В блоковской «стране Финского залива» продолжалась «петербургская сказка», и, расставаясь с XIX столетием, она уводила с собой поэта к шумным перекресткам нового времени.
Стоит очутиться в центре имперской столицы – и мы увидим ее парадные, стройные улицы и проспекты, лучами устремленные к Адмиралтейству. Купечески-столичная Гороховая несколько изменилась в ХХ столетии, когда с одной стороны ее перекрыли зданием ТЮЗа; Вознесенский проспект любезно провожает тебя до самой Фонтанки и, изящно приподнимая шляпу, раскланивается с Измайловским проспектом.
А вот и безупречный франт Невский… Устремившись в бесконечность, подхватывая на лету своих прохожих, он все тот же великолепный лгун и соблазнитель. Как отмечает В. Лелина: «Невский – это театр, это сцена с меняющимися декорациями, с местами для зрителей, с галеркой и кулуарами». Ничего не изменилось с тех пор, как Гоголь «раскусил» его. Только Время прокатилось по проспекту; кое-где задержалось, кое-где и следа не оставило.

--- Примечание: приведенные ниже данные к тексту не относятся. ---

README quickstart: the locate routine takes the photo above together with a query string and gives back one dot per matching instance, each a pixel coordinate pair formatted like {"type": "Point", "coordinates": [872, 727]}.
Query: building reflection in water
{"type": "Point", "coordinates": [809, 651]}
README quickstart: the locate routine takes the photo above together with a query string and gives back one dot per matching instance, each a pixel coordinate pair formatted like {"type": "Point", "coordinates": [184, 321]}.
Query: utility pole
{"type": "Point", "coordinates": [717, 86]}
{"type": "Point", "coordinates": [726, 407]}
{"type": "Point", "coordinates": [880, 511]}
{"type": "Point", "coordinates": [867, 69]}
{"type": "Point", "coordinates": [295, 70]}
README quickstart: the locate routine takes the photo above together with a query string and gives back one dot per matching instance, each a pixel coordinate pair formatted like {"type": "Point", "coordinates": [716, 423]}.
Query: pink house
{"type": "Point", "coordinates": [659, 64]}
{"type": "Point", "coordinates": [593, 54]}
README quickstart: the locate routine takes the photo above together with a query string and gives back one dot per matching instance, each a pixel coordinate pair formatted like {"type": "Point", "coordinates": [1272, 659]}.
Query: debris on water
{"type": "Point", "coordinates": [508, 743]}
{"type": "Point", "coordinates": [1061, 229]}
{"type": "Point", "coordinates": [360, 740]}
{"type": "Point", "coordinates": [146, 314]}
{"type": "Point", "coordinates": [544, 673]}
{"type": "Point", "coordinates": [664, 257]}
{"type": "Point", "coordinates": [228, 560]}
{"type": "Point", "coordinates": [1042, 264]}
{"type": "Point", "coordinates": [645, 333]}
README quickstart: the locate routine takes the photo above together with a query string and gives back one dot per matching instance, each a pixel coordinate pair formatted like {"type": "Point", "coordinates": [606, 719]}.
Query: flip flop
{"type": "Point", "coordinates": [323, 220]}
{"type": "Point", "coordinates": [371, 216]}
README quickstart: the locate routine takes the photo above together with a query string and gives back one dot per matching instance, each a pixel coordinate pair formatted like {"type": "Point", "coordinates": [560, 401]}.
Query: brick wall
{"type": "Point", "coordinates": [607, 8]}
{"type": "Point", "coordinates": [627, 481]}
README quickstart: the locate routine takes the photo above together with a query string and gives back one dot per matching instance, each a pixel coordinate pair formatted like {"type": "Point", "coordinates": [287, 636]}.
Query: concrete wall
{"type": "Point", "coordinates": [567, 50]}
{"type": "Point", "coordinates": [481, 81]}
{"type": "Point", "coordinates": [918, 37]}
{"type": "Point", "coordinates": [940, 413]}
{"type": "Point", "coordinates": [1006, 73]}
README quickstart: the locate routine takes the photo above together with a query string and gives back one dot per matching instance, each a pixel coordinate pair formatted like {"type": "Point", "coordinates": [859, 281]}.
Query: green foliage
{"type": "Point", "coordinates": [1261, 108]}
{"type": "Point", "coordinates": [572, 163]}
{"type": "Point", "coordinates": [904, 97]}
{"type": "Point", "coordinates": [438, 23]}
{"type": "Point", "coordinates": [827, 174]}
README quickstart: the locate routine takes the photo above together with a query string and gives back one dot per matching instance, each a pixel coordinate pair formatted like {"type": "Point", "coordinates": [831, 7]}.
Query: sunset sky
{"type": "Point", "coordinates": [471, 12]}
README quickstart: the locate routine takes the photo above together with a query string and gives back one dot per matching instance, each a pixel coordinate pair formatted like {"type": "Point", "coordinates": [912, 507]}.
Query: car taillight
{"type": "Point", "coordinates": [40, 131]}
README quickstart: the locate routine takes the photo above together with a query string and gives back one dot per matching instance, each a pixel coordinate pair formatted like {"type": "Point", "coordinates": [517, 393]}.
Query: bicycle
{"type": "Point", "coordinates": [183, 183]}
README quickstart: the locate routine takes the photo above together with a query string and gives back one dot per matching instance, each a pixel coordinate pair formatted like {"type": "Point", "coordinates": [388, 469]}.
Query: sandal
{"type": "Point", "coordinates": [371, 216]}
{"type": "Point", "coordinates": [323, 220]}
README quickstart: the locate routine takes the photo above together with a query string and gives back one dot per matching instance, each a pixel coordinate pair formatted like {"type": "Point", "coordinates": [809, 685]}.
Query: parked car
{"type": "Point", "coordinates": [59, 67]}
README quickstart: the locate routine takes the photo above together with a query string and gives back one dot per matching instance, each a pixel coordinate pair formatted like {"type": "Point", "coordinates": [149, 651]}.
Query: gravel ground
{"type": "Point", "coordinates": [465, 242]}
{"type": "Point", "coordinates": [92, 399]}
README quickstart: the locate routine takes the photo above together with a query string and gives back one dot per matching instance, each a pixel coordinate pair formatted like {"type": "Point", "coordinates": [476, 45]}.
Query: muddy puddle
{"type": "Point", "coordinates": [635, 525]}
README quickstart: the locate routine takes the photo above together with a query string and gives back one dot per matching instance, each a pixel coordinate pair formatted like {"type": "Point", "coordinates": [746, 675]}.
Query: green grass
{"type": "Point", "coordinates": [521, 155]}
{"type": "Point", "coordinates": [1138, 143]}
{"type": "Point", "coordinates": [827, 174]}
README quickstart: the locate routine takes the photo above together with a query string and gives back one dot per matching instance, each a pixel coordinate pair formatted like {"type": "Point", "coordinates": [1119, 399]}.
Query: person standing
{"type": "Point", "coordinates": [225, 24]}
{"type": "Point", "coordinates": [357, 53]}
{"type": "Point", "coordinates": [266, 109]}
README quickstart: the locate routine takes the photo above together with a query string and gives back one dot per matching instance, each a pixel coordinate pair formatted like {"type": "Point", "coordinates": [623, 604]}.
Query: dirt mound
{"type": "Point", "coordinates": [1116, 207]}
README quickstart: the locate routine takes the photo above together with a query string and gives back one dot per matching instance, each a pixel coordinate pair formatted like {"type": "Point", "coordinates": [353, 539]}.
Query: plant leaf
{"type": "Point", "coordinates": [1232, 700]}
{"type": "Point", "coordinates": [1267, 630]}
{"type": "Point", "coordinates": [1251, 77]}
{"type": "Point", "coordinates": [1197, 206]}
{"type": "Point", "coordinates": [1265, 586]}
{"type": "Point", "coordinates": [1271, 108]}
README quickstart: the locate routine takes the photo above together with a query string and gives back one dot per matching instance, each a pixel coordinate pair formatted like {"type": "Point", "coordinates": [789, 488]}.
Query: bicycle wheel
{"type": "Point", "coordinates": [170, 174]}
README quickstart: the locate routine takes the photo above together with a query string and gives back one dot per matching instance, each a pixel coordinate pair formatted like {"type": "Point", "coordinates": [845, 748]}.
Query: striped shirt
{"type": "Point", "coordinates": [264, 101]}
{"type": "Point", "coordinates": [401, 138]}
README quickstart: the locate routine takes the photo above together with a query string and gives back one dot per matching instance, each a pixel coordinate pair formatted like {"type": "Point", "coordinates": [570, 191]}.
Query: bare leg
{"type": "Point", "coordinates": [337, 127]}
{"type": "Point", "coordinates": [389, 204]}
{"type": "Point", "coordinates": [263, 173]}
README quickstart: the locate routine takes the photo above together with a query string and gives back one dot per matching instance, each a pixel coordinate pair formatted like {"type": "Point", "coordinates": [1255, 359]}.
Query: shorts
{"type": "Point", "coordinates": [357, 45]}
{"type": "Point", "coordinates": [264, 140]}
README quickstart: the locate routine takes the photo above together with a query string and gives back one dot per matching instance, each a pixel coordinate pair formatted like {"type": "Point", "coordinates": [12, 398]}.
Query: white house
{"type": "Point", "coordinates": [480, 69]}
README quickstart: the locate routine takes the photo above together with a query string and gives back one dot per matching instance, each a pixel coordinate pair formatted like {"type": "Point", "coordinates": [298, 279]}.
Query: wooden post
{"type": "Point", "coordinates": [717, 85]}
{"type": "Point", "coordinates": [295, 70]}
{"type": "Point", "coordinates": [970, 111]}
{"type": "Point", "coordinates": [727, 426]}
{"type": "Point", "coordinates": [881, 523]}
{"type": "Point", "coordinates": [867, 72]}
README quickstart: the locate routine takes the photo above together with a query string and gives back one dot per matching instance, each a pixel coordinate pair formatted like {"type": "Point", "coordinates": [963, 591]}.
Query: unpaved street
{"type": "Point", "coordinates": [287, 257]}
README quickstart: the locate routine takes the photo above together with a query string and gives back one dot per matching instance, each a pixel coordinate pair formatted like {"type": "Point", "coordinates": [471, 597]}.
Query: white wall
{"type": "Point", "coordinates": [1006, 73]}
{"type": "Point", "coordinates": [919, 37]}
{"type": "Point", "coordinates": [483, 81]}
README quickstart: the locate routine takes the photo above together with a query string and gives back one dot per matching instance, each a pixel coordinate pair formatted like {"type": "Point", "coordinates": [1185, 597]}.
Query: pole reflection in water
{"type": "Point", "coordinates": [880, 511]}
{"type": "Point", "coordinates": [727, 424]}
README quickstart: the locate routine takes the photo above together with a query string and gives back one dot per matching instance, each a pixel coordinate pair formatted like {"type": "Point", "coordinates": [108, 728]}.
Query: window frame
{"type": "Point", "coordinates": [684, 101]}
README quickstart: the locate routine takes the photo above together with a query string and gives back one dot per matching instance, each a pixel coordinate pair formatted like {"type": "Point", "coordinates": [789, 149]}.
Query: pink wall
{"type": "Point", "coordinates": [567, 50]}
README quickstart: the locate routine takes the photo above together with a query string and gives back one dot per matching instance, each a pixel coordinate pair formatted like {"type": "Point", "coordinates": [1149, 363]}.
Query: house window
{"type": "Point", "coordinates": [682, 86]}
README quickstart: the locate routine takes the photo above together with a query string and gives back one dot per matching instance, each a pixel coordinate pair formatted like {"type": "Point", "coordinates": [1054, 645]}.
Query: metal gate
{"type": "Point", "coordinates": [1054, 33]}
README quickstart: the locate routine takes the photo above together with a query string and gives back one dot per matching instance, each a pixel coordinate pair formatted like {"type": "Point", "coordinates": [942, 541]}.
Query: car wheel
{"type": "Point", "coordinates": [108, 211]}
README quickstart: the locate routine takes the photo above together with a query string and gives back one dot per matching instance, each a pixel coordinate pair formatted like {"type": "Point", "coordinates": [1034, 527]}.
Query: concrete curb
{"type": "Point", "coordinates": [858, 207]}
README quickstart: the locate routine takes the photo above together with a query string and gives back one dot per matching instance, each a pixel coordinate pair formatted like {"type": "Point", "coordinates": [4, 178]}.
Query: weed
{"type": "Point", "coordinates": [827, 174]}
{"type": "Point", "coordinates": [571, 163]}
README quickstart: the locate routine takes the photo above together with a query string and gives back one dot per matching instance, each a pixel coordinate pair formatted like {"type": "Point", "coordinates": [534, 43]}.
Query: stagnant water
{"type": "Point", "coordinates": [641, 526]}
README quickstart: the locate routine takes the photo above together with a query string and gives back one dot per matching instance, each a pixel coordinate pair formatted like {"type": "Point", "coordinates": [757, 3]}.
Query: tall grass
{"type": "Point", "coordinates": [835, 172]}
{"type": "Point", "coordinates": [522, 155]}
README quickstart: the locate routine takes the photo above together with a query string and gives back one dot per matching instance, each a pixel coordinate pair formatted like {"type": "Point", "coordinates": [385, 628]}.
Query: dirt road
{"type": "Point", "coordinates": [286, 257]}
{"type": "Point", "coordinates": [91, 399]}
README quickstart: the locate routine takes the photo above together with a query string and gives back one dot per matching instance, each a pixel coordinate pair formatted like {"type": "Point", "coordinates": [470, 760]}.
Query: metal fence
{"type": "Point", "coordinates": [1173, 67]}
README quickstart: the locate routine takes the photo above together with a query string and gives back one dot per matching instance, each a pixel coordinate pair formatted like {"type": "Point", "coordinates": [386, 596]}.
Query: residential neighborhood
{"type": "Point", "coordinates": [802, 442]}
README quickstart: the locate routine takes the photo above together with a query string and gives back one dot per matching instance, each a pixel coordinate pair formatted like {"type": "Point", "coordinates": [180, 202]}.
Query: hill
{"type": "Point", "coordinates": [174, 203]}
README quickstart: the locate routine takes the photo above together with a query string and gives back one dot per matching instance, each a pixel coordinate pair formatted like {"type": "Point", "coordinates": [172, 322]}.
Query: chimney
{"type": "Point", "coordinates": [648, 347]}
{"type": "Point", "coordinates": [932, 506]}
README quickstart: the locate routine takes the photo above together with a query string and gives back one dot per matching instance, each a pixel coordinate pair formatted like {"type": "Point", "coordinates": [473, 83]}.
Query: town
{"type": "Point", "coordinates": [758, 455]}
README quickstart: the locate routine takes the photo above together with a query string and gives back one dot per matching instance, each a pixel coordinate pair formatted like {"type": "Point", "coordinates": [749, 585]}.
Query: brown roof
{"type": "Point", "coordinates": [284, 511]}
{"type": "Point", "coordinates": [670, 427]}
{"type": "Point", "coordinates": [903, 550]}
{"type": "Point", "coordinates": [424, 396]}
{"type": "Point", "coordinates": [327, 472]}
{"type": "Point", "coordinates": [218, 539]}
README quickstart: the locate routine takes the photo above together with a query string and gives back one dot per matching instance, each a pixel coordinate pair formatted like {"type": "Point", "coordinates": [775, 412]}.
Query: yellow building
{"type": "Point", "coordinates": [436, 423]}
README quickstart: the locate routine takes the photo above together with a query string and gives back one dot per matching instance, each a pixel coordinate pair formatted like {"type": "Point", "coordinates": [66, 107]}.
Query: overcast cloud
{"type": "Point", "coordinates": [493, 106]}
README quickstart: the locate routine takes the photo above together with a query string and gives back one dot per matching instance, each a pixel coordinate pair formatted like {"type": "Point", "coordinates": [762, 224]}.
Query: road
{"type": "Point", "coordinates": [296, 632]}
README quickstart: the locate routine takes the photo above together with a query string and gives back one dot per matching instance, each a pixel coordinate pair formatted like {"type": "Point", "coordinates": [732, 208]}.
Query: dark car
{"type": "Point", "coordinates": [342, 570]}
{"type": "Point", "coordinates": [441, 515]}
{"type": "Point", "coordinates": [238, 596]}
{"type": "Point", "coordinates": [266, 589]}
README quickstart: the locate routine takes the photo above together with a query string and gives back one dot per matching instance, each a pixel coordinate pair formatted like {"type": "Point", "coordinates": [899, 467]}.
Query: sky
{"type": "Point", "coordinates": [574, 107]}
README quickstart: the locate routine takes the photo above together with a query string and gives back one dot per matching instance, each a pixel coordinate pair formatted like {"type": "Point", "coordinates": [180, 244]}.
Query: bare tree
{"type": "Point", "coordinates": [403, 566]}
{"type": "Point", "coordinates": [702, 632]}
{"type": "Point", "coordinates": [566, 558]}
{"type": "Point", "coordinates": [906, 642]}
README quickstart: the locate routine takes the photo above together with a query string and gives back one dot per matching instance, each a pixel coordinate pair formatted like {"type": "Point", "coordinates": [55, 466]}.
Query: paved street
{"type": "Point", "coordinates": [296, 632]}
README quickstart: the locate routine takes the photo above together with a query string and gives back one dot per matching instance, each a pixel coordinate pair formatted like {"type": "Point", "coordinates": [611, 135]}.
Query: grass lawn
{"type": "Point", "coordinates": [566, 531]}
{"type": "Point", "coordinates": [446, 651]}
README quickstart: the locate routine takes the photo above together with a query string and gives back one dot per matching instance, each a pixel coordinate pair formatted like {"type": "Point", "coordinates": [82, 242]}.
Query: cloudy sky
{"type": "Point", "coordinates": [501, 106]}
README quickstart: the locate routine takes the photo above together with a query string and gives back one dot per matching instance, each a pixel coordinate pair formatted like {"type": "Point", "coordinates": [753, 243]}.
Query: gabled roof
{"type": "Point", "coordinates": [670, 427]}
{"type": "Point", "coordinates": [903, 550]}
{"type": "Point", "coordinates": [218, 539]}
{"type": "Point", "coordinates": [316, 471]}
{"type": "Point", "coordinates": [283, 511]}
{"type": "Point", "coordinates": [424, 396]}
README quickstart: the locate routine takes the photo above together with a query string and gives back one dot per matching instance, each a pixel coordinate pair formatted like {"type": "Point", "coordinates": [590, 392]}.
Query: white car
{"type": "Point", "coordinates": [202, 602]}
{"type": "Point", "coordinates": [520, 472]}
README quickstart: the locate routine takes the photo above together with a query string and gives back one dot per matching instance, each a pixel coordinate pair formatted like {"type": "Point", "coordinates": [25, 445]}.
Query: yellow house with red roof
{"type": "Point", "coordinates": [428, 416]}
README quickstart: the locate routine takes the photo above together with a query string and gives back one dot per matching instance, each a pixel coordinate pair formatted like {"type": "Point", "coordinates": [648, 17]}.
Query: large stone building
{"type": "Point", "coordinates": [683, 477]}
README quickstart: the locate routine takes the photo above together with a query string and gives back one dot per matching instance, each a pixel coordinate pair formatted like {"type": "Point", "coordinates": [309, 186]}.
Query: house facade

…Сверкающие в зелени белокаменные павильоны Царского Села, фонтаны и каскады Петергофа приглашают на встречу с прошлым. Великокняжеские дворцы, сады, парки и сегодня служат местом дальних прогулок и воспоминаний.
…Деревья обступают мавзолеем «двухсот, трехсот и старше этих лет». И так воздушна тень в старинном гроте! А на земле аллей – везде, куда ни глянь – отметины тростей или зонтов. Листва напоминает нам шуршанье платьев времен екатерининских балов. Мелькнули чьи-то темные ресницы… и «тихий танец отдаленных встреч» нам повторила нимфа Эхо…
На все времена город на Неве и его окрестности являются удивительным творением величайших мастеров. Прелесть и роскошь этой северной Венеции – воистину ларец драгоценностей, который принадлежит России, всему миру, каждому цивилизованному человеку.